Before my teaching career, I actually quit a job on a whim. My wife and I were working multiple jobs as we neared the end of our college careers, and at one point we both worked in a call center as our second or third job. My wife had a day off and I wanted to have the same one so we could be together. When my request was denied, I handed in my badge and quit on the spot. I haven’t done this with my professional career, though I will admit the thoughts cross my mind from time to time.

It all adds up

I’ve shared a lot of impacts of ADHD on the workplace here. What they add up to is supervisors seeing you as disorganized, lazy, flaky, or just plain not caring about your job. Personally, I have spent my entire professional career feeling like a failure because I could never do the job that my colleagues seemed to be able to. I couldn’t keep up. Oh I could pour hours into an extra-curricular club that I was excited about, but I always felt mediocre about my teaching and have felt even worse as an administrator.

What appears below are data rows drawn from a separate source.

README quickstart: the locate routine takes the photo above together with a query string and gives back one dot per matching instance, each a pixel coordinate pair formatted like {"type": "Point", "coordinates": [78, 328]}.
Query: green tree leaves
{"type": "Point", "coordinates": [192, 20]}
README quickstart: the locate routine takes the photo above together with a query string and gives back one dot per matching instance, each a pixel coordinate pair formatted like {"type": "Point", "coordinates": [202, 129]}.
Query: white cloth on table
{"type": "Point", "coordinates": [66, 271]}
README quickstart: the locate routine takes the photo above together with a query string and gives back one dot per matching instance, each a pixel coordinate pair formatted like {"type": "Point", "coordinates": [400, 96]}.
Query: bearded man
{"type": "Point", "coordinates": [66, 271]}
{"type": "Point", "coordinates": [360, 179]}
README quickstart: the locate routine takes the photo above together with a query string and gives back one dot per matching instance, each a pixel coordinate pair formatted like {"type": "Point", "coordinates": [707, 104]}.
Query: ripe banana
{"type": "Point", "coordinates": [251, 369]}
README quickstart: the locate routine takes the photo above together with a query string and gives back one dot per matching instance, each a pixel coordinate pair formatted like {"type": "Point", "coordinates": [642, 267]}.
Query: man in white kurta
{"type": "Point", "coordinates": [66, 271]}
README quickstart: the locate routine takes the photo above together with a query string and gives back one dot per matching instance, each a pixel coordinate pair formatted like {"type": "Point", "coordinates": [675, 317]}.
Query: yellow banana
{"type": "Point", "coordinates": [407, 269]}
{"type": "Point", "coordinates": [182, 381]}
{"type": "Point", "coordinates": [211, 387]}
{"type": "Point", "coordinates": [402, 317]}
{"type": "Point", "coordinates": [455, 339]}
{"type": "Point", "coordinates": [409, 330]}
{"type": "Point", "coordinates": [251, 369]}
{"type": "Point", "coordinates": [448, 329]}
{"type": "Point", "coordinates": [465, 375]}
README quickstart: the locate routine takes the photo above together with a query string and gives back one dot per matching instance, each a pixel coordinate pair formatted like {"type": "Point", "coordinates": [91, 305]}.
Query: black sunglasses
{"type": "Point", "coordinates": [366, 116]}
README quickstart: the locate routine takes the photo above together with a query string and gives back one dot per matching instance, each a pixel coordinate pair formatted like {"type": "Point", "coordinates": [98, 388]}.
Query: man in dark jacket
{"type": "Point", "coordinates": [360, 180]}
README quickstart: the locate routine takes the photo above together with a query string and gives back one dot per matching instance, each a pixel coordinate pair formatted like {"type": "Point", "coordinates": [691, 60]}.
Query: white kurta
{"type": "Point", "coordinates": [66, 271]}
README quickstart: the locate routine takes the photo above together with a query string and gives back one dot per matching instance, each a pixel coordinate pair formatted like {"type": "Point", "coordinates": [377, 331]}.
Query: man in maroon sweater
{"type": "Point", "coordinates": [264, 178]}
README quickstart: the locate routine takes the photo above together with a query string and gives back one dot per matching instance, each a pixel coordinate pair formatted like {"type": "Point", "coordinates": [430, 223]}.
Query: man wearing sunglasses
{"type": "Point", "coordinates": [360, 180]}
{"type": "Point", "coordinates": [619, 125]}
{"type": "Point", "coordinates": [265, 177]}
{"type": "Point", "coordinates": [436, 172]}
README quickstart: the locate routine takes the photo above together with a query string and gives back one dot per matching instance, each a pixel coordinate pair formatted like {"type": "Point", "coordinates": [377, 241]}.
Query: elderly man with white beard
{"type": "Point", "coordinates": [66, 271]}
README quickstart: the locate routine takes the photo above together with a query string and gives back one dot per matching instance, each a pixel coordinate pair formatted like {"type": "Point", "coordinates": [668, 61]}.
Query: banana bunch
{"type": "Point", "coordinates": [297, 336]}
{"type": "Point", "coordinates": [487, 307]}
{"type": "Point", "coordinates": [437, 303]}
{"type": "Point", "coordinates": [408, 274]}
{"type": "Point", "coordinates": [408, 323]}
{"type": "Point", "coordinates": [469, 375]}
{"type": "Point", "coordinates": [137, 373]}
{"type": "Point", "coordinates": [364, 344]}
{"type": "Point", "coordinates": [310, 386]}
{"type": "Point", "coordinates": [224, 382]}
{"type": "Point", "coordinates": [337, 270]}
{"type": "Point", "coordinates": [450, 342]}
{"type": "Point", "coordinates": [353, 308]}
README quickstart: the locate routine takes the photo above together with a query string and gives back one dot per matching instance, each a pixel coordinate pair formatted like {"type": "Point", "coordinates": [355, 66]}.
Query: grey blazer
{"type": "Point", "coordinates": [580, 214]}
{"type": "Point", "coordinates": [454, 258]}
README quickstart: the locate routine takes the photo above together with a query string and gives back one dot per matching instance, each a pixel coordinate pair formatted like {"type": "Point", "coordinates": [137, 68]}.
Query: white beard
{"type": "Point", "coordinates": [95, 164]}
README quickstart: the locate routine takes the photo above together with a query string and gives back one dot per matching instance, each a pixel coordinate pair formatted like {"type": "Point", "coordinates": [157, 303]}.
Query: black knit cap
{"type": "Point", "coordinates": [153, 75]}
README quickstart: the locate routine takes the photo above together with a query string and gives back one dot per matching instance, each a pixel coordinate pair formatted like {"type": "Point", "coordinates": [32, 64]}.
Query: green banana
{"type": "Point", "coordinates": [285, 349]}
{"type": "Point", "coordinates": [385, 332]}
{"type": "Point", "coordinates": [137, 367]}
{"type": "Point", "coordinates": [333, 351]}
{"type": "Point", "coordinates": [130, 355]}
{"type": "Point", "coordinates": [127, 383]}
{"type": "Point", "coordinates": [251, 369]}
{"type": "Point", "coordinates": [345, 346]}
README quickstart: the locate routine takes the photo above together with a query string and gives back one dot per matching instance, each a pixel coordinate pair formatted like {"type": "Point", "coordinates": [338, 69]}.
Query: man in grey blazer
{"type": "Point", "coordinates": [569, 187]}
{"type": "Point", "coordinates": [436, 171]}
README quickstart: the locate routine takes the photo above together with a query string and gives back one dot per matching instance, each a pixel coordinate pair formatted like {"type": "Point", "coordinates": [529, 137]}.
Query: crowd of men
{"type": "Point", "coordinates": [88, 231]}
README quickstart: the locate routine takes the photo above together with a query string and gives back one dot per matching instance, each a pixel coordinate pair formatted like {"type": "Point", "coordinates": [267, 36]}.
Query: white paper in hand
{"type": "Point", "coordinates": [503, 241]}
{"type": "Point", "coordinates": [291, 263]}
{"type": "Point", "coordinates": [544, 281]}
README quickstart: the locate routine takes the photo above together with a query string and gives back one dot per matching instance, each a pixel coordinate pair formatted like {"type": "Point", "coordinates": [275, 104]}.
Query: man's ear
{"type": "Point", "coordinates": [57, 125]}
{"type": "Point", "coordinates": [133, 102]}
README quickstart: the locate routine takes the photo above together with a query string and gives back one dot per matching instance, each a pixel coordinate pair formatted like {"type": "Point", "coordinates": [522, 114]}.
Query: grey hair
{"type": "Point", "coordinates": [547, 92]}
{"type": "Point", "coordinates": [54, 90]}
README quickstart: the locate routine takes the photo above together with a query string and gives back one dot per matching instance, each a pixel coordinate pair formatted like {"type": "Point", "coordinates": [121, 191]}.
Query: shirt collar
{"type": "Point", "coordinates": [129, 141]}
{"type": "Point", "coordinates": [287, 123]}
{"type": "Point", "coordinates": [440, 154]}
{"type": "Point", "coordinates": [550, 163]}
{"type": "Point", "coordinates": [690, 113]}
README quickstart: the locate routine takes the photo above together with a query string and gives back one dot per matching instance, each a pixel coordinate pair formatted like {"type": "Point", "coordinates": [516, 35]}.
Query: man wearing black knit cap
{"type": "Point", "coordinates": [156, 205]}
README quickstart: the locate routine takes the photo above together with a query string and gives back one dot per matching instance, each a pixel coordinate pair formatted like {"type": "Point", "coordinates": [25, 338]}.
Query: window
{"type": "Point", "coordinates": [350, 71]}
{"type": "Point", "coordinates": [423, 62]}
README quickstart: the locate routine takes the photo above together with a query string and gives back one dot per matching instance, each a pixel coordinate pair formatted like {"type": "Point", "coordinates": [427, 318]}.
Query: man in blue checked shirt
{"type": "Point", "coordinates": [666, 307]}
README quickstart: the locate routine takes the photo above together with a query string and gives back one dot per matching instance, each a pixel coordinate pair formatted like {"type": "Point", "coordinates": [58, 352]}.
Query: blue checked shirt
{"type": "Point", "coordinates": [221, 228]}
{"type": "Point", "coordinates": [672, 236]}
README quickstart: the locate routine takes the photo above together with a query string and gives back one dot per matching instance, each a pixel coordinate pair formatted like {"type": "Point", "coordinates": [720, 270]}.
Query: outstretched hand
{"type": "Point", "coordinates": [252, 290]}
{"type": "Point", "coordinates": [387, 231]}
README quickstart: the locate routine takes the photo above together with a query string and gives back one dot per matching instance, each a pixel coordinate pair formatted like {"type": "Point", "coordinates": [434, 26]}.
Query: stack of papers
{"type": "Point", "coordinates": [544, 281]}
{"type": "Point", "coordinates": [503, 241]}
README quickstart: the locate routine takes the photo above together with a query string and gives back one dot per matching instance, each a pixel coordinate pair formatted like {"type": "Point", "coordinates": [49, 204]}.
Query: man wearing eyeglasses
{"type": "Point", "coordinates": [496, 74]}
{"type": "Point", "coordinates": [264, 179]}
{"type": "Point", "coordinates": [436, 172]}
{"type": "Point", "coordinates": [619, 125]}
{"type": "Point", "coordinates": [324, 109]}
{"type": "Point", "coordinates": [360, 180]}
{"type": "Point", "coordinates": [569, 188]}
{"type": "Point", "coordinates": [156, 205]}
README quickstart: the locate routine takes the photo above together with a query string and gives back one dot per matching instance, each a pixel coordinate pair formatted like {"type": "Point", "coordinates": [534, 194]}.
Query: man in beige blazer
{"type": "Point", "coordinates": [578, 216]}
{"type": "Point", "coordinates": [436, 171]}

I am on my third job in as many years. My last two employers have cited many of the problems above as reasons why we should part ways. I was never outright fired, but we had those conversations where you’re invited to “read between the lines” and move on. In education, when you start to get that kind of pattern on your resume, it raises red flags to future employers. It says there’s a problem you keep running from. I am the primary source of income in my home, so seeing the huge liability I was becoming for my family financially was one of the driving factors behind me seeking therapy this year. That’s what ultimately led to me learning about ADHD and getting my diagnosis.

So although I’m not glad I had all these struggles, I am glad that I finally saw the need to get help. Because now I know the reason behind all of these issues I’ve faced. I’ve been measuring myself against a bar that I could never reach because my own brain was working against me. Knowing I have ADHD is a huge help, because now I can see what all of these problem areas are. I’ve begun treating ADHD with therapy as well as medication so that I can continue to overcome these issues and finally feel successful at work.